Rishi Desai, MD, MPH

The goal of a postoperative evaluation is to recognize and manage issues that arise in the immediate postoperative period.

Generally, right after any procedure requiring anesthesia, individuals are monitored in a post-anesthesia care unit or PACU for things like respiratory distress or cardiac complications.

Signs of respiratory distress include tachypnea - with a respiratory rate over 30 breaths per minute, or bradypnea - with a respiratory rate below 8 breaths per minute; SpO2 lower than 93 percent; or in severe cases cyanosis and use of accessory respiratory muscles. If there’s a concern, an arterial blood gas and a chest X-ray can be obtained.

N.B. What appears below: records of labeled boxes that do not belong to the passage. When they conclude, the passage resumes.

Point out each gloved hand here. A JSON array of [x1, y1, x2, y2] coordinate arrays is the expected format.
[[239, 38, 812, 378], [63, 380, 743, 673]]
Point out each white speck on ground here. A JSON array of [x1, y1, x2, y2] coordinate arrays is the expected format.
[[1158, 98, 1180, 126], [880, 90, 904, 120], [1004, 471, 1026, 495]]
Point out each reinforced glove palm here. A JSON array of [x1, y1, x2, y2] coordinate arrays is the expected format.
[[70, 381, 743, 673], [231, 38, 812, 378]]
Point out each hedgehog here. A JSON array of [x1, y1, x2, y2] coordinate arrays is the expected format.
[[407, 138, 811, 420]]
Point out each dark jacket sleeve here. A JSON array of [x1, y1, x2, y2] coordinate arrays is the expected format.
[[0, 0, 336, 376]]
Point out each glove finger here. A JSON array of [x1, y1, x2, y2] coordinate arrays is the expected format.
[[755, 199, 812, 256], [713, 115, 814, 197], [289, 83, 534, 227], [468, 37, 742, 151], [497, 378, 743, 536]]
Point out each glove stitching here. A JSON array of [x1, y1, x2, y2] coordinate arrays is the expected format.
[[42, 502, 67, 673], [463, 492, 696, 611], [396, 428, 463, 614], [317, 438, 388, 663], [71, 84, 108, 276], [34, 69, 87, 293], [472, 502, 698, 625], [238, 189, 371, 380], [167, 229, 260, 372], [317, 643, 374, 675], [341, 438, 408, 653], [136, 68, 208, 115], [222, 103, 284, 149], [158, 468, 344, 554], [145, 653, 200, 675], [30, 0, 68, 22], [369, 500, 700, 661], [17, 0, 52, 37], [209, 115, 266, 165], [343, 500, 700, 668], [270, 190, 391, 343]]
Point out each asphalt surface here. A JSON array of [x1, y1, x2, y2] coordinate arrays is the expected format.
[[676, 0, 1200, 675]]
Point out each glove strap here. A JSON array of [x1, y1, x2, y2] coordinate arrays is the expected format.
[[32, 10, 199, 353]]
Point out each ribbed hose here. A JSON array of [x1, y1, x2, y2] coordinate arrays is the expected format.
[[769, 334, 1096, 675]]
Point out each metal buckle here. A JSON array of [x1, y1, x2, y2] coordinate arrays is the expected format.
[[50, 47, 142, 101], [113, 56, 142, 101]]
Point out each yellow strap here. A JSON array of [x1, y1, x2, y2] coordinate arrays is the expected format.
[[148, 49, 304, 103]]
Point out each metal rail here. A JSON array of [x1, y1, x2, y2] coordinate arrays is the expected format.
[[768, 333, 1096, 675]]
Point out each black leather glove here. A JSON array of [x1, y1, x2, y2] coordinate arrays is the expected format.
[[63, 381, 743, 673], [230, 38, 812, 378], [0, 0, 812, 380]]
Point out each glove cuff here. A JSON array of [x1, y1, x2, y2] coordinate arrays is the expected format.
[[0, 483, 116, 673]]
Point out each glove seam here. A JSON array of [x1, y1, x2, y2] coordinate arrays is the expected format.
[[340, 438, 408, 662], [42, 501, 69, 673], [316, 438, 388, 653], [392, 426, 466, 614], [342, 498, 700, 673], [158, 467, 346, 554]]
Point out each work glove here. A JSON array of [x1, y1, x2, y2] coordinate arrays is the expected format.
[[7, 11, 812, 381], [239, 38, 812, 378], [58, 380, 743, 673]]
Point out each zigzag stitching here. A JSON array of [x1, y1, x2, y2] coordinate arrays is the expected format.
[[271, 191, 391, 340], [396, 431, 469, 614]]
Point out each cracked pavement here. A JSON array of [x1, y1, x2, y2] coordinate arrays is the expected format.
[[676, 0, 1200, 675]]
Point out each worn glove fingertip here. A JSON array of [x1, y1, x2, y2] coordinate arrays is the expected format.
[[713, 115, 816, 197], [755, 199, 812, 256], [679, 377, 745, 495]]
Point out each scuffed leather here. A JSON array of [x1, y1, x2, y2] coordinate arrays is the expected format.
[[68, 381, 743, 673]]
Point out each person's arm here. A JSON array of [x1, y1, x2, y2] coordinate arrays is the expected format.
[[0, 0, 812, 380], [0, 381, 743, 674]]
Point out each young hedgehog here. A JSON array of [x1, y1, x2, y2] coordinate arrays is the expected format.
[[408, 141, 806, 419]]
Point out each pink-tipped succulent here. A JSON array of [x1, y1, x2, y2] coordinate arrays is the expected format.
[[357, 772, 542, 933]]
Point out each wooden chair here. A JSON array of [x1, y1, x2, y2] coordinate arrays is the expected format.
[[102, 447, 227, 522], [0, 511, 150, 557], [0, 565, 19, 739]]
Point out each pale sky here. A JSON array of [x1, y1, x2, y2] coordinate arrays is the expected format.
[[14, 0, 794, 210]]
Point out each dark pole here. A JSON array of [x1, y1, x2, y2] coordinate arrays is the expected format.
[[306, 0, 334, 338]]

Also cardiac monitoring is done to assess their heart rate and blood pressure, because postoperatively, individuals are at increased risk of cardiovascular complications like hypo- or hypertension, cardiac arrhythmias, myocardial ischemia, and even heart failure.

Individuals are also assessed for their mental status, temperature, pain level, neuromuscular function, ability to pass gas and stool, and presence of nausea or vomiting.

Last but not least, a person’s hydration status along with intake and output - like fluid administration, urine output, bleeding, and wound drainage - are all carefully tracked. Now, the most common postoperative complication is nausea and vomiting.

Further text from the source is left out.